Your comments

yeah, the exploit that just happened still would have been an issue 

I've found no information in the past to support this.

I found reference to MSSQL in some documentation somewhere and when I asked about it I was told "Oh that's not supposed to be in there, we'll get that cleaned up"

It's obvious that the limitations are with SQLite, and I just cannot believe them when they say they have instances with 200gb databases or with 30k endpoints and they run fine in their hosted platform on SQLite when we have so many people in this thread alone having the same issues and I've basically built out a brand new server with a new database and have the exact same issues we had before it was rebuilt and on flash storage.

I could go throw my SC instance on a PC that has a proc overclocked to 5ghz, and PCIe SSD's that push 6000mb/s read/write and I bet I'd still experience the SAME problems we have now.

Given the number of people that I've seen post around the internet and even those in this thread alone that have posted about having issues, it blows my mind that we have to resort to having basically no logging to have a functional product

And scrolling back up in this same thread we see various people talking about using unsupported methods of using MSSQL and the performance being way better than what the rest of us get with SQLite, the downside is when the product gets updated it generally breaks stuff.

We now have a thread here that's been open for 5-6 years, and because they are now owned by ConnectWi$e, I doubt they'll never add support for the on premise product to use MSSQL because ConnectWi$e wants to make money by getting people on the hosted platform.

I mean, they claim they have customers with 30k endpoints and 200gb databases working just fine in their hosted cloud platform but the amount of I/O that would require even if on SSD would be insane. The best part is I've had multiple tickets open over the last few months to troubleshoot performance issues and they can't figure it out, they told me repeatedly "You need to have SC on Flash storage" and I moved it off of our Nimble to a full flash storage array and it made minimal difference and our DB is only 2.5gb

Otherwise their solution must be throw ridiculous amounts of money at it by buying/building an insane solution for their hosted platform to run on between compute, networking & storage. Or they have functions/features that exist up there that don't exist for the on premise product and aren't owning up to it.

When we had SC on our Nimble, out of the 30 VM's we have (including some that read/write into MSSQL DB's all day) ScreenConnect was our most I/O intensive VM by far.

You might be able to do it via API but that's nothing I've any experience with personally.

Next steps with this from Control's end developmentally would likely be add into the reporting the ability to show authentication failures/successes, as well as via the dashboard visualize on successful/failed logon attempts (with the ability for it to just from the dashboard click and tell ya what you need/want)

Good luck!

Hey Steve, 

Not sure if I follow what it is you're trying to accomplish.
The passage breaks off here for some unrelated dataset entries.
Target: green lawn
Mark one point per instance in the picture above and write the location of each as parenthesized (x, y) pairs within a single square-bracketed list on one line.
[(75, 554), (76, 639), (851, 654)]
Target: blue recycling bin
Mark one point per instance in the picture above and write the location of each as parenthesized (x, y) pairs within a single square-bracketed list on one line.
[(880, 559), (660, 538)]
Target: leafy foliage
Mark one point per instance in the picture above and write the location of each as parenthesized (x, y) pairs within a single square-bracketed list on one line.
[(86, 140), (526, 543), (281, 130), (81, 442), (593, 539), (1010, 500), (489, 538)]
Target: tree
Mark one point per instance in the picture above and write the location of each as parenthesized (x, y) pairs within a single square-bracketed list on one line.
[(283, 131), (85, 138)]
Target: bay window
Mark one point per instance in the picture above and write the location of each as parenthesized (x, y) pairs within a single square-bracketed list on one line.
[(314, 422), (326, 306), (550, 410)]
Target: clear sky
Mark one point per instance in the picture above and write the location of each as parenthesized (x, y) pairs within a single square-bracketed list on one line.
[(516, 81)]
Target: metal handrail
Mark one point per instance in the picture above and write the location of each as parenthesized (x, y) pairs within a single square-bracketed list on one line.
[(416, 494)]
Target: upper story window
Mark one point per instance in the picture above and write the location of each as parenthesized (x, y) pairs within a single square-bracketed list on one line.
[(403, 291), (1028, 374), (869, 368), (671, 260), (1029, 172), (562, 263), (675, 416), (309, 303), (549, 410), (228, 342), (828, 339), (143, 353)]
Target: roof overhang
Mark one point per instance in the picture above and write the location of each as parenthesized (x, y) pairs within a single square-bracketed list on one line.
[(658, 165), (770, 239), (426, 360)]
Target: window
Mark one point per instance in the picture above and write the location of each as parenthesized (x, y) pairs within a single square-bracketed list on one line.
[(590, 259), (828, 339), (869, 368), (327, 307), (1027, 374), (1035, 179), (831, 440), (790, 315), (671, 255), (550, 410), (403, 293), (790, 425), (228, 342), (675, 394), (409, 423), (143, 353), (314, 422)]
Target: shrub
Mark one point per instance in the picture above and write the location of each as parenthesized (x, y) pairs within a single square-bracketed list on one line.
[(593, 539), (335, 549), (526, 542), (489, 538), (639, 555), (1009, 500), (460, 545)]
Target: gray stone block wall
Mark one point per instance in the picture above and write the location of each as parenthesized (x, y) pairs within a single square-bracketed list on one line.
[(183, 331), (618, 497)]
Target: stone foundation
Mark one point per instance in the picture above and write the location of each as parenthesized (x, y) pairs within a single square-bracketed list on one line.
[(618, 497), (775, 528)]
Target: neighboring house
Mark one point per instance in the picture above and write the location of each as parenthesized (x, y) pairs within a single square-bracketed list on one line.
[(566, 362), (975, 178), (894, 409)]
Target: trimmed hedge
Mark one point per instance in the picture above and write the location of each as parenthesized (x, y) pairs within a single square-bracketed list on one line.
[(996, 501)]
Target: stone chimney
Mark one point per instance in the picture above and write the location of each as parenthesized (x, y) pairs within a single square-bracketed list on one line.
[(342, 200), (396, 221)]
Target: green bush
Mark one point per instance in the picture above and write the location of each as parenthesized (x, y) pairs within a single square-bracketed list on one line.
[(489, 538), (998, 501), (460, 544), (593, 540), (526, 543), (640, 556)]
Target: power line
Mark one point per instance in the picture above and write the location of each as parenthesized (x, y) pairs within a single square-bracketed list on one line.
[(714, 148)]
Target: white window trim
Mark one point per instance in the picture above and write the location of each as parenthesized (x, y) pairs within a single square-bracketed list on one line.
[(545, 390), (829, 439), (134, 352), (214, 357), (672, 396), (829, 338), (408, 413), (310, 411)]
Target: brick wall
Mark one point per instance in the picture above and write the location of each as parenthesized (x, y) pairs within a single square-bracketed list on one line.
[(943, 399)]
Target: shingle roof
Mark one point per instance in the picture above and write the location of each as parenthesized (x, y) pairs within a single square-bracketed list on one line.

If you're looking to have this information easily accessible/searchable my suggestion will be utilize the syslog from Control & pipe the logs into your SIEM. potentially even set alarms for patterns of behavior.

feature has been implemented in the newer stable release versions of control.


logging is available via the audit tab.

Where are we at with this, 5 years old and "Pending review" 

Support for another DB engine like MSSQL or mysql would be great where we have more flexibility & can have better performance as well. I've heard stories of people getting it working with MSSQL on the backend as is but the problem ends up being eventually a patch breaks it because something changes.

We're running an instance with ~10k agents now, it does alright but we've got over 100 people that have access to the platform, it's easy to have a lot going on at once, and when a lot of people start cruising through the web UI, running searches to find stuff or whatever gets taxing on the server because of delays to process the searches.

It really is probably one of the better products out there with TONS of potential. it sucks to see that CW is running it into the ground. Some of the OG support is still with them, the people that know the product well but I think there's been some turnover too and I haven't a clue what that looks like for the dev team.

This is a pretty huge pain point for a lot of people not having logging or any way to audit failed logons.

We utilize syslog data from SC to track all events & those are retained within our SIEM for 400 days but that doesn't account for failed logon attempts so we can look for abuse & try to mitigate it.

The only way I can think of is stick a WAF in front of SC web portal & protect against credential stuffing & connections from IP's with poor reputation. Fortinet has a pretty slick WAF product but there's just a lot of cost associated with it.